Wednesday, August 26, 2009
The New Haven Central Hospital for Veterinary Medicine
The history of the evolution of the veterinary practice of infra human animals in many ways attempts to emulate the human practice. Some great institutions as in Boston and New York as well as associated with each university offering a degree in vet. medicine come close to equaling the human efforts. Those of us not associated with the ultimate have other standards of excellence.It is impossible for my profession to reach the degree of specialization of the human profession. For example I asked a board certified ophthalmologist if he was interested in a corneal problem I had recently treated in a dog. He informed me he knew nothing about corneas, "I am in retinas." I thought he was kidding and phoned the Yale department to find that all he does is detached retinas with a laser beam. Many years ago a group of veterinarians in Ohio worked together and created a central hospital system in which each vet. had an office and all major surgery and major workups and sophisticated treatments would be done at the central hospital. That hospital still thrives. Reading about that success a group of vets. in the New Haven area gathered to study the possibilities for us. It took two years of meetings to accomplish it but for those of us who utilize it it is nothing short of a bonanza. No longer do we have to get up in the middle of the night to treat emergencies unless we want to since there is a vet. and ancillary help on hand 24 hours. By group purchasing we have an advantage but the most important single feature is the convenience of discussing difficult cases among ourselves for the benefit of the patient. Of course we can afford one xray machine rather than each having one in a single practice and that goes for all kinds of sophisticated equipment and supplies. That hospital still thrives.
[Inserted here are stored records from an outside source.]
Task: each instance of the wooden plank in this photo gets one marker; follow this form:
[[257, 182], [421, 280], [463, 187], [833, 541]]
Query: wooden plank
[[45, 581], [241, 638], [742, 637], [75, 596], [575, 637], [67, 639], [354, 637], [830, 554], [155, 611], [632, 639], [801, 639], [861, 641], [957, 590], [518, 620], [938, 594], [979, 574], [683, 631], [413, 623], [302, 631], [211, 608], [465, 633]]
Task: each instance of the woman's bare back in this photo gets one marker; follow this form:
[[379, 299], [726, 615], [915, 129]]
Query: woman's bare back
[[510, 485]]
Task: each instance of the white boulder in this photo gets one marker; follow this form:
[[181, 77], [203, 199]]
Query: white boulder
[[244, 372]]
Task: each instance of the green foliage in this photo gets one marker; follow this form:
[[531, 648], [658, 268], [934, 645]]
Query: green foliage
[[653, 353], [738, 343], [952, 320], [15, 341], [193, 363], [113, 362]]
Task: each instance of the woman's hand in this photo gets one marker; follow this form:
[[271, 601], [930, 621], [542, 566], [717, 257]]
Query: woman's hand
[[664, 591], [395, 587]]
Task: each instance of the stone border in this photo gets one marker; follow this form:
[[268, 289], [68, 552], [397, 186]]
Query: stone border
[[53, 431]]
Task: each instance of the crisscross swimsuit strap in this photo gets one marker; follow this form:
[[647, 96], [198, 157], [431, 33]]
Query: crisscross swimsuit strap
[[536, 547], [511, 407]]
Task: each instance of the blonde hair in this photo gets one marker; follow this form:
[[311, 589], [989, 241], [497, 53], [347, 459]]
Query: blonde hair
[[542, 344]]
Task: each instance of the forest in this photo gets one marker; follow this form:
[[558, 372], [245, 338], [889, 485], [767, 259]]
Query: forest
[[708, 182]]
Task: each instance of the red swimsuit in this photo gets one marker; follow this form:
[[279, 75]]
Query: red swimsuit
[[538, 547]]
Another approach to cooperative vet. service is the emergency hospital in which only emergencies are treated with expert service as far as they can be. In most heavily populated areas vet. specialists in surgery, orthopedics, ophthalmology, psychology and dental medicine most of whom are roving are now available by appointment. Much fanfare is devoted to the above whereas there are many more vets. who are single practice practitioners with farm animals included who treat a minimum of companion animals. These men and woman are more important to the health of our country than the city vets. Hats off to them.